May 3, 2002

New Book Makes the Case for Ownership

NCEO founder and senior staff member

Jack Stack and Bo Burlingham, A Stake in the Outcome (Doubleday, 2002, $24.95, 266 pp). Jack Stack is the president and guiding spirit of SRC Holdings Company (formerly Springfield ReManufacturing), an employee owned company in Springfield, Missouri that started off as a remanufacturer of truck and car engines and has now branched out into a variety of different industrial businesses. Bo Burlingham is an editor at large at Inc magazine and a long-time chronicler of the SRC story. SRC has gained worldwide fame for its creation of the Great Game of Business, an innovative strategy that combines open-book management, employee financial education, team-based decision making using critical numbers developed by employees to set performance goals, and, as the book's title implies, a stake in the outcome for all employees. They make a compelling argument that the stake needs to be equity -- real ownership for all employees.

Their first book, The Great Game of Business, became a word-of-mouth business phenomenon, selling over 200,000 copies. The management ideas developed by Stack and his SRC colleagues became so popular that separate subsidiary was set up to train people in their implementation. While that book explored just how employees at SRC became business people, this new book revolves around two themes: ownership and innovation. Stack and Burlingham argue that successful companies are defined by their ability to innovate. That, in turn, requires a "a culture of ownership," one that engages employees to think and act like owners (and actually be owners). The more people a company can get involved in generating ideas, taking responsibility, sharing information, and setting and meeting goals, the more it will innovate.

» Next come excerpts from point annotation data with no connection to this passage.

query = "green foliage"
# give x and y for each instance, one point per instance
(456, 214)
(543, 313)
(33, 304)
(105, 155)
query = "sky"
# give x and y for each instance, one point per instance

The book explores these themes through the history of the dramatic turnaround of SRC from a falling subsidiary of International Harvester with 119 soon to be out of work employees to a conglomerate of around 1,000 employees that has, over the years, created 39 different businesses. Most of these businesses came from employee ideas and were staffed and owned by SRC personnel (along with the company). Stack and Burlingham are not just cheerleaders for the SRC way, however. They explore all the bumps, disappointments, and mistakes made along the way.

In fact, the most refreshing thing about this book is that Stack is engagingly self-deprecating about his own contributions. Most books about business heroes (and Stack is certainly is one of these) portray a combination of driving ambition, remarkable insight, and entrepreneurial genius. This book portrays a leader (and his colleagues) who was not just willing to listen to employees, but who set up systems so that they would have to provide him with ideas, feedback, and critiques. Much of the book deals with how SRC developed ideas for its multiple lines of business, creating a kind of entrepreneurial community that has few counterparts in American business. Stack's genius was, at core, that SRC was not just an open-book company, but an "open leader" company, one in which existing top leaders really listened and where anyone, from shop floor on up, could and did become leaders in their own right.

This is a remarkable story. It is one that deserves to be read by anyone serious about making business work.